Hi! I suppose I'll go by Berry. I'm in my early 20s, and coming back to lucid dreaming after a few years hiatus. I was lucid dreaming very regularly in my teens, and a huge lurker here - it's amazing I remembered my log in.

I've recently had a completely unintentional increase in my dream recall for reasons unknown, which has me regularly remembering dreams for the first time in a while. I realized I miss my lucid dreams, so I decided to dust off my trusty dream journal and sign up for a course to hold myself accountable as I get back into the rhythm of reality checks, journaling, and achieving lucidity. In addition to the typical, fun-oriented dream goals, I'm hoping it'll help me manage my sleep schedule and give me some stress relief during my busy school term. I was the most diligent I ever have been about my sleep during those years I was lucid dreaming, and I hope getting back to it will bring those habits back.

I used to have some issues with getting overly excited upon achieving lucidity and waking myself up, as well as losing vision in my lucid dreams. I haven't yet got lucid in this new phase of my lucid dreaming journey, so I'll cross those bridges when I come to them.

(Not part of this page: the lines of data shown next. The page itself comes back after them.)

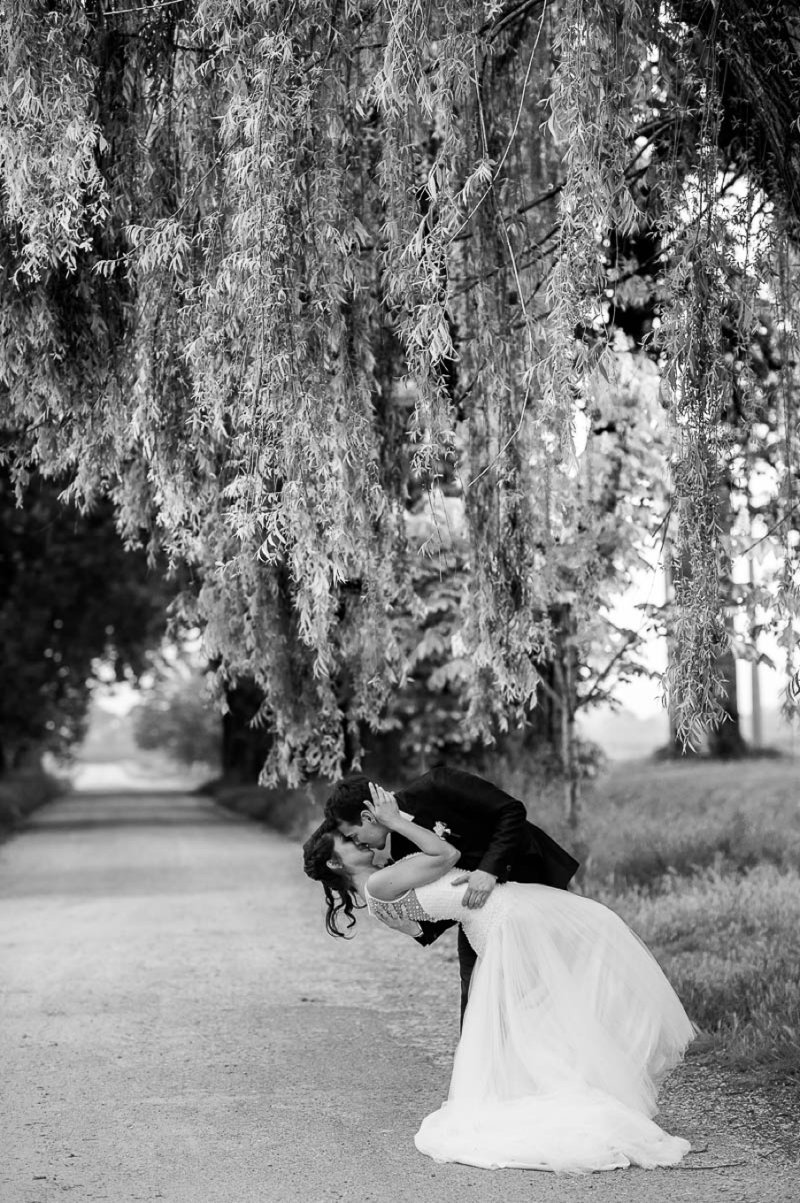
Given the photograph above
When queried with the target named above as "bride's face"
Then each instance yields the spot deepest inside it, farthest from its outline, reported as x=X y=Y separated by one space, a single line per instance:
x=350 y=854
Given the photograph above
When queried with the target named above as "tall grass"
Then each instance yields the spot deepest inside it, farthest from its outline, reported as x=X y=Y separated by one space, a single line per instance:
x=703 y=860
x=730 y=946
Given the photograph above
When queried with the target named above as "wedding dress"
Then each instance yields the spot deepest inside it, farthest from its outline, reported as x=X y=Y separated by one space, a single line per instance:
x=569 y=1030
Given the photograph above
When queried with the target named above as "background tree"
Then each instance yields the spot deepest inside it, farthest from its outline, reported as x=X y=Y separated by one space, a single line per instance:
x=70 y=594
x=272 y=274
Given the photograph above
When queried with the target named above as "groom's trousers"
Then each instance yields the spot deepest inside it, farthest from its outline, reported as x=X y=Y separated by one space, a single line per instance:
x=467 y=958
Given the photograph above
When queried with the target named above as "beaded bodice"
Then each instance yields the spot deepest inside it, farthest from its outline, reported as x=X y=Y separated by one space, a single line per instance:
x=442 y=900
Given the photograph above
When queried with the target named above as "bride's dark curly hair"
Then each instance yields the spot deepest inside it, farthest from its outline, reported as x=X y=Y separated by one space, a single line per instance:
x=339 y=895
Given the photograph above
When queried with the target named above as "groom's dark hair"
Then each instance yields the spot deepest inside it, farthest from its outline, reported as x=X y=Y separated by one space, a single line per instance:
x=347 y=800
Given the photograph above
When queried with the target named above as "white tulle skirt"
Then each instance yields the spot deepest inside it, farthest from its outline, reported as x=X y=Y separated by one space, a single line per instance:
x=569 y=1030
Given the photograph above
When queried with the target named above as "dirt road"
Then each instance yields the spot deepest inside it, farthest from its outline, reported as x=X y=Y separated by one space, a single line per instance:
x=175 y=1024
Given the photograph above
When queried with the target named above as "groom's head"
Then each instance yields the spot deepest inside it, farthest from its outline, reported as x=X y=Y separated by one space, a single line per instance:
x=348 y=812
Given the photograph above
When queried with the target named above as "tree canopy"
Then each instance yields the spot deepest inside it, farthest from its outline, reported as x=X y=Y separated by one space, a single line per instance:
x=278 y=276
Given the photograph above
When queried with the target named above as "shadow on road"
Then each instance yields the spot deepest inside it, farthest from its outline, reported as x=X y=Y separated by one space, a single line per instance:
x=77 y=812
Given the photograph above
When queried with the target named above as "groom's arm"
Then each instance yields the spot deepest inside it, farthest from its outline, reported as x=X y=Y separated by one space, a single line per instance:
x=503 y=818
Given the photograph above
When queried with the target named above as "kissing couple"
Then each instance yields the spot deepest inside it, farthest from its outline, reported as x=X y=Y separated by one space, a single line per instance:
x=568 y=1023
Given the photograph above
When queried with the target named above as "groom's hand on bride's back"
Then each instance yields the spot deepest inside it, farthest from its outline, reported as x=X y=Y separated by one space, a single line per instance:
x=479 y=886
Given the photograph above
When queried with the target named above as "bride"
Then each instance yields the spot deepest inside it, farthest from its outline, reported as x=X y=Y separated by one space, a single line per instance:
x=570 y=1025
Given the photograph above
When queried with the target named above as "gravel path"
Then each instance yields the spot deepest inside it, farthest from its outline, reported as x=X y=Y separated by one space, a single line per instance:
x=176 y=1025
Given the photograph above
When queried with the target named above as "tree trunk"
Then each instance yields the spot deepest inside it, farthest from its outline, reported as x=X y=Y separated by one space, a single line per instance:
x=244 y=747
x=727 y=741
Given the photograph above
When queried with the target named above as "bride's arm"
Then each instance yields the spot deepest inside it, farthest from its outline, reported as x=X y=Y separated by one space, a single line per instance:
x=434 y=859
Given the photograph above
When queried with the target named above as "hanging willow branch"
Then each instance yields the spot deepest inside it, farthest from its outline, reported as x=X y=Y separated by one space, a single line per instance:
x=271 y=273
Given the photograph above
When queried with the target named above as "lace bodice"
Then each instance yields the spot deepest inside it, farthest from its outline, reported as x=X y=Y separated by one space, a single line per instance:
x=442 y=900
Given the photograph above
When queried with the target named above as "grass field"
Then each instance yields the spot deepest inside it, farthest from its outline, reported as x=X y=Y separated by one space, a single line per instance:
x=703 y=860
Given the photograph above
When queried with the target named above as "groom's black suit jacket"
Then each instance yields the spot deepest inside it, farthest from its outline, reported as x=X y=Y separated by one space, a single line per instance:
x=487 y=825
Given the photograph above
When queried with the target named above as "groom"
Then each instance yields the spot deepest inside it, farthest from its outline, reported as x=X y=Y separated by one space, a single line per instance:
x=487 y=825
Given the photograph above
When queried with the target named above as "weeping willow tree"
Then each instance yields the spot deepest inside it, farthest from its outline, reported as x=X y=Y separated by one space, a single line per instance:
x=276 y=273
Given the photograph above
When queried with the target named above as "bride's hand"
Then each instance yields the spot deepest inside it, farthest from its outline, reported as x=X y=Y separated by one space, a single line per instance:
x=383 y=805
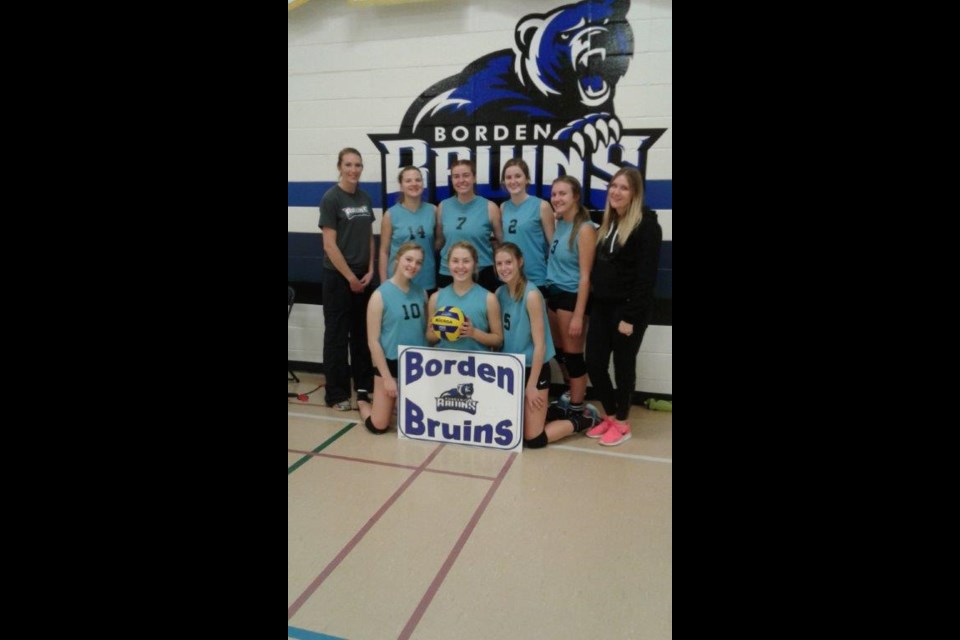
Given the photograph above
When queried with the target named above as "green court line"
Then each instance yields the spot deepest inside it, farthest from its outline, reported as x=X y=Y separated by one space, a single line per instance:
x=299 y=463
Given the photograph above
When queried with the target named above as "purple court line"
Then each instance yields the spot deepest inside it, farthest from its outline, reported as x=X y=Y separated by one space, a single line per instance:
x=292 y=609
x=438 y=580
x=388 y=464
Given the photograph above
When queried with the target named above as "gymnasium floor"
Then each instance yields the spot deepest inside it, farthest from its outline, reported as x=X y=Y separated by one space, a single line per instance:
x=390 y=538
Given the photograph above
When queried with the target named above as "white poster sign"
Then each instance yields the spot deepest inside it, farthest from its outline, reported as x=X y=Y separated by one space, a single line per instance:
x=463 y=397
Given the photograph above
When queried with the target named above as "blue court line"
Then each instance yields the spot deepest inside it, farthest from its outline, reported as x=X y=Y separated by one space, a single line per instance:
x=303 y=634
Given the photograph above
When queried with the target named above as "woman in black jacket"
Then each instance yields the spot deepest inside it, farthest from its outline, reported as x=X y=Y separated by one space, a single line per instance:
x=622 y=280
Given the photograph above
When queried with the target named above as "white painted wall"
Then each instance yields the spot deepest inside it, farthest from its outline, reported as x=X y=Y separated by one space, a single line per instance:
x=353 y=70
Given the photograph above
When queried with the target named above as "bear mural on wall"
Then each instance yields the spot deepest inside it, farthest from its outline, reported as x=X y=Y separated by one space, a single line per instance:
x=564 y=68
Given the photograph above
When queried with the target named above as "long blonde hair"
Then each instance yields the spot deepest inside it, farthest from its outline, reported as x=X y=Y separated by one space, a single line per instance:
x=582 y=214
x=634 y=215
x=409 y=167
x=518 y=287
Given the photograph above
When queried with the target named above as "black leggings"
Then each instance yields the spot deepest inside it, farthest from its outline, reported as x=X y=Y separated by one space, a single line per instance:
x=604 y=339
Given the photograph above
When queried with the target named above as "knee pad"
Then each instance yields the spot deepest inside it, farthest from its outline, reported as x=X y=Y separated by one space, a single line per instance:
x=537 y=442
x=585 y=420
x=368 y=423
x=555 y=412
x=576 y=366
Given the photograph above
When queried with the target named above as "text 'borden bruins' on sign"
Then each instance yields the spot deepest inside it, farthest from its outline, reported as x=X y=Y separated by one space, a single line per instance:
x=548 y=100
x=464 y=397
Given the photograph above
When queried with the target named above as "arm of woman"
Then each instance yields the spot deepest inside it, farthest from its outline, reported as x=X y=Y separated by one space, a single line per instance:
x=431 y=311
x=386 y=235
x=548 y=221
x=539 y=337
x=438 y=239
x=496 y=221
x=368 y=276
x=336 y=257
x=637 y=308
x=374 y=319
x=494 y=337
x=587 y=245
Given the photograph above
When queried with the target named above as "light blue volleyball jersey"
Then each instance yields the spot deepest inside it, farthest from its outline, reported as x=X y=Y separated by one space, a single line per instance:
x=523 y=227
x=420 y=227
x=563 y=267
x=474 y=306
x=516 y=324
x=470 y=222
x=404 y=318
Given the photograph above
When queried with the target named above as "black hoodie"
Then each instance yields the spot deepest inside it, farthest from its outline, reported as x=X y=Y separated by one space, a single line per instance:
x=628 y=273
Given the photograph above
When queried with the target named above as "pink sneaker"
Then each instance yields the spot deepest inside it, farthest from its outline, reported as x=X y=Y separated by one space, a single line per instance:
x=617 y=433
x=600 y=429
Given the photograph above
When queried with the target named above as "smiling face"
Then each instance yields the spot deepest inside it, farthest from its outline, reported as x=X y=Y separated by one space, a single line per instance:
x=461 y=264
x=410 y=262
x=562 y=199
x=507 y=266
x=411 y=183
x=463 y=180
x=619 y=194
x=515 y=180
x=350 y=166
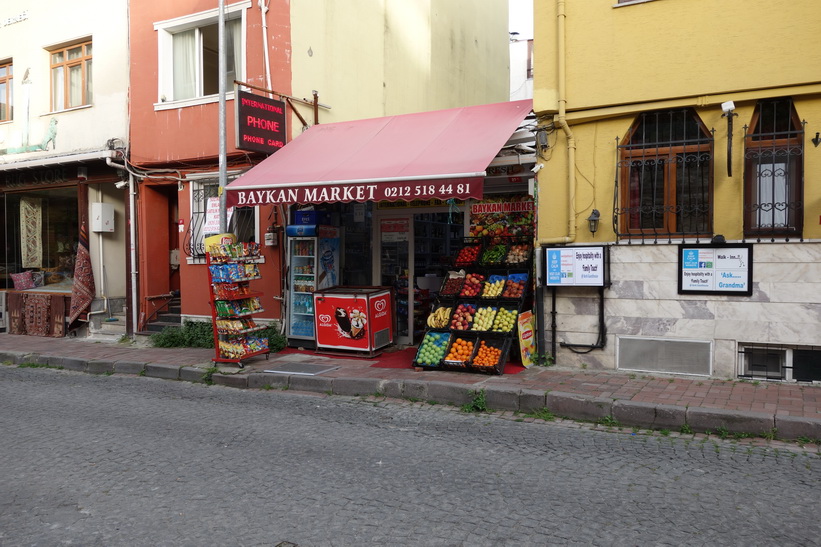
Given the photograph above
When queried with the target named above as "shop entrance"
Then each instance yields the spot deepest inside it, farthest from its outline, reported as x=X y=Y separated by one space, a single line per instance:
x=415 y=251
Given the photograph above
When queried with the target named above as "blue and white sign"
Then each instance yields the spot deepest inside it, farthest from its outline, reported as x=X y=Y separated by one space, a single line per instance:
x=715 y=269
x=575 y=266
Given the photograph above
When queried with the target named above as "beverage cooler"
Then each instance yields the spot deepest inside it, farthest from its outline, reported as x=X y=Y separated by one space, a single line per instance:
x=313 y=264
x=358 y=319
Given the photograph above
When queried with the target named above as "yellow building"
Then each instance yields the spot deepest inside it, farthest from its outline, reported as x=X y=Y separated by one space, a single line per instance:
x=690 y=129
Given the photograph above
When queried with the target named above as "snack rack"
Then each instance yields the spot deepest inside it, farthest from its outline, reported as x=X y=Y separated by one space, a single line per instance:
x=231 y=268
x=491 y=279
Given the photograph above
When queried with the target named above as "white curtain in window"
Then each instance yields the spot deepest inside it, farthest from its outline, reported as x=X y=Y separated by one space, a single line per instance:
x=233 y=51
x=772 y=195
x=185 y=65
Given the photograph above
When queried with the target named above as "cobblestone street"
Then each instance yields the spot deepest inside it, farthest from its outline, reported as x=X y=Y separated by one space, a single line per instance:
x=119 y=460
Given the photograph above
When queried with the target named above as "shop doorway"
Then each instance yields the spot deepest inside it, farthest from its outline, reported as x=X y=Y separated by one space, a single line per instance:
x=415 y=251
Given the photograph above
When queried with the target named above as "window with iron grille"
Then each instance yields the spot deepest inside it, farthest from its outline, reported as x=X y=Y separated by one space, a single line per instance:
x=768 y=362
x=242 y=221
x=774 y=171
x=665 y=169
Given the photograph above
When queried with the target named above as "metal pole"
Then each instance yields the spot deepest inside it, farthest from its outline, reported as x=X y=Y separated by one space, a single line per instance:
x=223 y=175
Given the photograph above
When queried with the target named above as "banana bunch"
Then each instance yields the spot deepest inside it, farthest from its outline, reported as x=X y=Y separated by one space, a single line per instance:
x=440 y=317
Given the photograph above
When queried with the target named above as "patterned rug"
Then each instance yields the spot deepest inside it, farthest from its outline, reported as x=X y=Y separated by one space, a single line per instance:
x=82 y=292
x=31 y=232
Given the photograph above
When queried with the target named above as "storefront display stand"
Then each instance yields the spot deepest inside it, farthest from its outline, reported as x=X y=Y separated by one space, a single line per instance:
x=237 y=336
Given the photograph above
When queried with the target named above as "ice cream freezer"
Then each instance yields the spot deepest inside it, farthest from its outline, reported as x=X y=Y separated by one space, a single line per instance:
x=358 y=319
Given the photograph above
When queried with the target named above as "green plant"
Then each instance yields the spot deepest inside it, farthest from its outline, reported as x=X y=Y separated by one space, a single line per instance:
x=208 y=375
x=608 y=421
x=542 y=414
x=39 y=365
x=477 y=404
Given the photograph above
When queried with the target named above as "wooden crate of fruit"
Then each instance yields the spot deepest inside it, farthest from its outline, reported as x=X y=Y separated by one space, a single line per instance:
x=460 y=352
x=432 y=349
x=490 y=354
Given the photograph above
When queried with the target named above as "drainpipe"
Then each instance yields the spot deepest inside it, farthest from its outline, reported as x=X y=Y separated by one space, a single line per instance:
x=561 y=121
x=132 y=228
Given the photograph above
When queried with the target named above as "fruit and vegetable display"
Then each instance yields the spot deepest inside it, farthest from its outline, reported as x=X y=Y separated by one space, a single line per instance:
x=468 y=255
x=483 y=320
x=439 y=318
x=515 y=286
x=494 y=254
x=462 y=316
x=433 y=348
x=505 y=320
x=472 y=286
x=460 y=351
x=494 y=286
x=453 y=284
x=487 y=355
x=518 y=254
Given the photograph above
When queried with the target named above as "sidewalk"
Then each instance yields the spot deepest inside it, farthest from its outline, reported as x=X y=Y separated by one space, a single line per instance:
x=649 y=401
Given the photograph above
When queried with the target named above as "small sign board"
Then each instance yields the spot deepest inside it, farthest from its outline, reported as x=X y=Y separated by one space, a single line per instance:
x=576 y=267
x=715 y=269
x=260 y=122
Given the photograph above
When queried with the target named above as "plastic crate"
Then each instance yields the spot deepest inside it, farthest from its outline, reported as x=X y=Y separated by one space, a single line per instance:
x=469 y=253
x=451 y=364
x=490 y=290
x=456 y=308
x=499 y=342
x=484 y=306
x=515 y=278
x=452 y=285
x=441 y=339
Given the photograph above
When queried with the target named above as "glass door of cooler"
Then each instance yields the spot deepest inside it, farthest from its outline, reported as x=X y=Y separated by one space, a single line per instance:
x=302 y=278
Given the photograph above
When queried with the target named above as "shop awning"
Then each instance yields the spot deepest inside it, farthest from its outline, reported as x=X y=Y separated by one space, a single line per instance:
x=441 y=154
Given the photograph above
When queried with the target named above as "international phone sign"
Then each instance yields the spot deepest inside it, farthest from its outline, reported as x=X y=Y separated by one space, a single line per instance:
x=716 y=269
x=260 y=122
x=576 y=267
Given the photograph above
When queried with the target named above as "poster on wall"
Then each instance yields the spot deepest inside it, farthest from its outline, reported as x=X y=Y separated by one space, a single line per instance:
x=576 y=267
x=715 y=269
x=503 y=216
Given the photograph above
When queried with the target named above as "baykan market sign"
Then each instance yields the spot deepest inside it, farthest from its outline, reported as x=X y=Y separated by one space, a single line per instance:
x=462 y=188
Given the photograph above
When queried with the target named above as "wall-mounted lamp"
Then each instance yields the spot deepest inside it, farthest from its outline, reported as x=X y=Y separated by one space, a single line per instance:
x=593 y=221
x=728 y=108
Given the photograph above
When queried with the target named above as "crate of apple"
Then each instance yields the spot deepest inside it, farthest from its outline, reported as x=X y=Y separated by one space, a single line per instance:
x=432 y=349
x=469 y=254
x=473 y=285
x=515 y=286
x=462 y=316
x=505 y=320
x=483 y=320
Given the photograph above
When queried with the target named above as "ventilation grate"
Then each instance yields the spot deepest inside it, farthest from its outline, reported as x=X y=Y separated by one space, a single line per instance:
x=664 y=355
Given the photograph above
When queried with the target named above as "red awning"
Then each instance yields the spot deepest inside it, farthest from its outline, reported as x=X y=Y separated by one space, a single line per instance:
x=441 y=154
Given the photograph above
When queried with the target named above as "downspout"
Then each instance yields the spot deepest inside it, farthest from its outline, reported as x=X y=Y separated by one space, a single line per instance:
x=132 y=234
x=561 y=121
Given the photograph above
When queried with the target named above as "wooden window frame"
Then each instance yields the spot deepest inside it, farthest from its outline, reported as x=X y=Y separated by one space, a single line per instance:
x=9 y=98
x=66 y=64
x=796 y=187
x=668 y=154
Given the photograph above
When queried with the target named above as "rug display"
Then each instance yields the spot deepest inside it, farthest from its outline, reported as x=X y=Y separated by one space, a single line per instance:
x=31 y=232
x=82 y=292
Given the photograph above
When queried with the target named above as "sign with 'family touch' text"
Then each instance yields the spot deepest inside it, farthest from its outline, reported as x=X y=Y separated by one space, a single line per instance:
x=576 y=266
x=716 y=269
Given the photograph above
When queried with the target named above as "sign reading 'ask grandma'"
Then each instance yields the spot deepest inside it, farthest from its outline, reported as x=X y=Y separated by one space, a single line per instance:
x=716 y=269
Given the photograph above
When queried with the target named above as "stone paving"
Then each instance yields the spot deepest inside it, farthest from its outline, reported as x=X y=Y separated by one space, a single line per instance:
x=764 y=409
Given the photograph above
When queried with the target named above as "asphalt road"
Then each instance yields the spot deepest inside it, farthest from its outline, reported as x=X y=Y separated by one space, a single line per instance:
x=115 y=460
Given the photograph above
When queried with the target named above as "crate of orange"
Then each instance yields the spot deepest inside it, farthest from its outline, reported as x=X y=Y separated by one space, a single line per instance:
x=490 y=354
x=460 y=351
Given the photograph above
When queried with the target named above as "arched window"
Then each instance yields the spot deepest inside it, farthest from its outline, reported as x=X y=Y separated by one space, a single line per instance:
x=774 y=171
x=666 y=166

I want to make a specific effort to record my hours and quality of sleep for my own benefit, and plan to include those in my (hopefully) daily posts alongside my journaling efforts, reality checking, and lucidity successes.

----------


## Sivason

Glad to have you here. I think this course work should help relieve stress as you will learn a dozen or so interesting meditation types. Some you will like more than others. They all develop a skill and provide the benefits one would expect from meditation. Let me know as questions come up.

----------